En Ecosse, les indépendantistes du Scottish National Party subissent un sérieux revers : ils n’emportent que huit des 57 circonscriptions. Les Verts remportent quatre sièges, contre un seul auparavant, dans une Chambre des Communes qui comptera un nombre record d’au moins 242 femmes, contre 220 en 2019.
Campagne calamiteuse
Au pouvoir, le Labour devra répondre à une aspiration considérable au changement. Le Brexit a déchiré le pays et n’a pas rempli les promesses de ses partisans. L’envolée des prix des deux dernières années a appauvri les familles, plus nombreuses que jamais à dépendre des banques alimentaires.
Il faut parfois attendre des mois pour obtenir un rendez-vous médical dans le service public de santé NHS. Les prisons risquent de manquer de places dès les jours qui viennent. Dans une ambiance de luttes fratricides permanentes chez les conservateurs, les scandales politiques sous Boris Johnson et les errements budgétaires de Liz Truss ont fini d’exaspérer les électeurs.
En 20 mois à Downing Street, leur successeur Rishi Sunak, cinquième Premier ministre conservateur depuis 2010, n’est jamais parvenu à redresser la barre dans l’opinion. L’ancien banquier d’affaires et ministre des Finances de 44 ans avait tenté un coup de poker en convoquant ces élections en juillet sans attendre l’automne comme beaucoup le pensaient, mais sa campagne a tourné au calvaire.
La victoire de Keir Starmer saluée en Europe et au-delà
Les félicitations au futur Premier ministre britannique, le travailliste Keir Starmer, qui a obtenu une victoire écrasante aux élections législatives, affluaient, hier, d’un peu partout dans le monde. Le président du Conseil européen Charles Michel a salué une «victoire électorale historique», déclarant se réjouir de travailler avec Londres, sous un gouvernement travailliste.

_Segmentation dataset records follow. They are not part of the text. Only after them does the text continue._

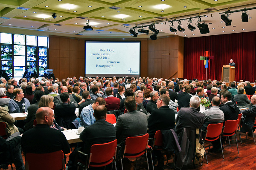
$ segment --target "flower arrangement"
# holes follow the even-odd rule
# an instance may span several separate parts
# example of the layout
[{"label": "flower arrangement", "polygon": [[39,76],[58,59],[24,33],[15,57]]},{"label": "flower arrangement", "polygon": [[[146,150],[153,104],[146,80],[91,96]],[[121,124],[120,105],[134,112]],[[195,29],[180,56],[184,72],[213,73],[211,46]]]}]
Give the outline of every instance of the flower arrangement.
[{"label": "flower arrangement", "polygon": [[202,97],[201,98],[201,102],[200,104],[205,107],[209,107],[211,104],[211,102],[205,97]]}]

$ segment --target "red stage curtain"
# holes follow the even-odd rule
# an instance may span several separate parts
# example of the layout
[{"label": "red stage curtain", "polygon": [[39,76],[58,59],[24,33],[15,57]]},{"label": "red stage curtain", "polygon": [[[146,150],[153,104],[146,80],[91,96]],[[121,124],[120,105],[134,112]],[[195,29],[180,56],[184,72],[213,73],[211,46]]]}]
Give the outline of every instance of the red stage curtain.
[{"label": "red stage curtain", "polygon": [[184,38],[184,78],[204,80],[206,69],[200,56],[209,51],[210,60],[207,79],[221,79],[221,67],[232,59],[236,63],[236,80],[256,79],[256,32]]}]

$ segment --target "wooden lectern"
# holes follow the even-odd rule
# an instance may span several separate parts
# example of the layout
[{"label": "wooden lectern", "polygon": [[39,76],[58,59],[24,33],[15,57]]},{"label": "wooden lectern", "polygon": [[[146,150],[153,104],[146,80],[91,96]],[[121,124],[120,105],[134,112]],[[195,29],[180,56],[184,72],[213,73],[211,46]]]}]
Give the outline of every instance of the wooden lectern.
[{"label": "wooden lectern", "polygon": [[230,65],[225,65],[222,67],[221,80],[225,82],[233,82],[235,81],[235,67]]}]

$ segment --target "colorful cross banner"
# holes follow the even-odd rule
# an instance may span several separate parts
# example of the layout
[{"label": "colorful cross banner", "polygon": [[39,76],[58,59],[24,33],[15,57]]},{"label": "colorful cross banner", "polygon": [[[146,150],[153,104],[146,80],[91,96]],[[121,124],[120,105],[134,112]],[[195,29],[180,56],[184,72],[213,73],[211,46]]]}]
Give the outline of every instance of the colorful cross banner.
[{"label": "colorful cross banner", "polygon": [[213,56],[209,57],[209,51],[205,51],[205,56],[200,56],[200,60],[204,60],[205,68],[209,67],[209,63],[210,62],[210,59],[213,59]]}]

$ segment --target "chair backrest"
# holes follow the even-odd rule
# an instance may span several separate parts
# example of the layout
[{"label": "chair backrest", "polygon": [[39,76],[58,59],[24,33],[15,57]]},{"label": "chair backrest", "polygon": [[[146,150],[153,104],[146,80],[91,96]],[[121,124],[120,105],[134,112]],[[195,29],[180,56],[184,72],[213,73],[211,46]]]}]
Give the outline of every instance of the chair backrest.
[{"label": "chair backrest", "polygon": [[27,153],[25,159],[26,170],[65,169],[64,155],[62,150],[48,153]]},{"label": "chair backrest", "polygon": [[242,118],[242,113],[240,113],[238,114],[238,119],[239,120],[238,121],[238,125],[239,126],[241,126],[241,118]]},{"label": "chair backrest", "polygon": [[235,120],[227,120],[225,122],[223,133],[232,133],[235,132],[238,125],[239,119]]},{"label": "chair backrest", "polygon": [[148,148],[148,133],[140,136],[128,137],[125,140],[125,153],[136,154],[143,152]]},{"label": "chair backrest", "polygon": [[107,114],[106,117],[106,121],[110,123],[116,123],[116,116],[113,114]]},{"label": "chair backrest", "polygon": [[154,144],[154,146],[163,146],[163,135],[162,135],[161,130],[157,130],[156,132],[154,138],[155,138]]},{"label": "chair backrest", "polygon": [[116,156],[117,145],[116,139],[108,143],[93,144],[90,148],[89,163],[105,163],[111,160]]},{"label": "chair backrest", "polygon": [[36,126],[36,124],[37,124],[37,122],[36,121],[36,119],[35,119],[34,122],[33,122],[33,127],[35,127]]},{"label": "chair backrest", "polygon": [[207,138],[216,138],[221,133],[223,123],[209,124],[207,127]]},{"label": "chair backrest", "polygon": [[0,136],[5,139],[8,138],[6,125],[3,122],[0,122]]}]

Qualifiant de «partenaire essentiel» de l’UE le Royaume-Uni - qui n’en est plus membre depuis trois ans et demi -, il a ajouté qu’il verrait M. Starmer lors du sommet de la Communauté politique européenne le 18 juillet pour «discuter des défis communs tels que la stabilité, la sécurité, l’énergie et l’immigration».
De son côté, la présidente de la Commission européenne, Ursula von der Leyen, a affirmé avoir «hâte de travailler» avec M. Starmer pour «renforcer la sécurité européenne», à l’unisson avec la présidente du Parlement européen, Roberta Metsola, qui a salué «l’engagement du Royaume-Uni à notre sécurité commune».
Le président français Emmanuel Macron s’est dit «heureux de (son) premier échange» avec Keir Starmer. «Nous allons poursuivre le travail engagé avec le Royaume-Uni pour notre coopération bilatérale, pour la paix et la sécurité de l’Europe, pour le climat et l’IA», a-t-il affirmé.
En Grèce le Premier ministre de droite Kyriakos Mitsotakis a déclaré que son gouvernement était «prêt à travailler» avec le nouveau gouvernement britannique de gauche «pour approfondir l’amitié et la coopération» entre Londres et Athènes. Parmi les premiers à réagir, le Premier ministre australien, Anthony Albanese, a salué la «victoire électorale retentissante» de son «ami» Keir Starmer.